Dr. Mendelsohn, a classicist and cultural (both high and pop) critic, traveled through Europe, the Middle East, and Australia to find Holocaust survivors who knew his great-uncle Shmiel Jager, a man he so resembled that his relatives would cry when he walked into rooms as a child. Shmiel, his wife, and four daughters all perished in Bolechow, Ukraine, and Daniel wanted to know exactly what happened to them. However, his search instead led him to value even more the stories of how they lived and thought, who they loved and hated, what they believed, and to see that this story was even more important. How often do we look back on our own pasts and wonder how our lives changed so greatly just through adjustments of point of view? What happens when a family, a town, a country undergoes such change? How can we preserve and value the immediacy of life, so precious to each of us? The Lost is a reminder of how to treasure our existence.

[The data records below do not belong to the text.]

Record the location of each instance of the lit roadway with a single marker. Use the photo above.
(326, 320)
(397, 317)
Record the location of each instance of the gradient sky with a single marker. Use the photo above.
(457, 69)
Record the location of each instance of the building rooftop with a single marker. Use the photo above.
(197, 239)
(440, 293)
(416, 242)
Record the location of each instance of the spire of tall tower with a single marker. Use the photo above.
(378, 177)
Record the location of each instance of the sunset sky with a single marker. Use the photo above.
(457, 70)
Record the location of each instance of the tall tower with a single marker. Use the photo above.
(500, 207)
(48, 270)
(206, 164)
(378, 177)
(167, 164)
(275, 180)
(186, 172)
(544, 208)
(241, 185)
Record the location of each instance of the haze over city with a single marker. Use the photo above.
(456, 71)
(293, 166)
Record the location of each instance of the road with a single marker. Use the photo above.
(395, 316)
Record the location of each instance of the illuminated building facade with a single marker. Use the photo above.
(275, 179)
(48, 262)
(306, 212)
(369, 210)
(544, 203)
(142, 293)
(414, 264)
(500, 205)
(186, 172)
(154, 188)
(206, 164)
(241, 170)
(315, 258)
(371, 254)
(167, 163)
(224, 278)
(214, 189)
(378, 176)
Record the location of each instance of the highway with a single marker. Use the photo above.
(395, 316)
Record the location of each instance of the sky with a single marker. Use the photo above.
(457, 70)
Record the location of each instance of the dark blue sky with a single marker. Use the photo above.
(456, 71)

And it’s funny. And it strikes multiple nerves as Dr. Mendelsohn muses on family and forms a tight bond with a brother he was never close to before during their journeys. And it weaves a fascinating study of Genesis into the text seamlessly. And its cinematically vivid. And it makes you cry…I dare anyone to read this and not weep. And best of all, it is beautifully written, especially when Dr. Mendelsohn takes off and writes sentences which become entire paragraphs, words and images flowing with the mastery of poetry.
(It strikes me that I now consider two books about the Holocaust in the Ukraine as two of the finest books of my lifetime…it’s such an absolutely specific subject that it surprises me. Then again, as someone who believes God has led him to certain things, it shouldn’t.)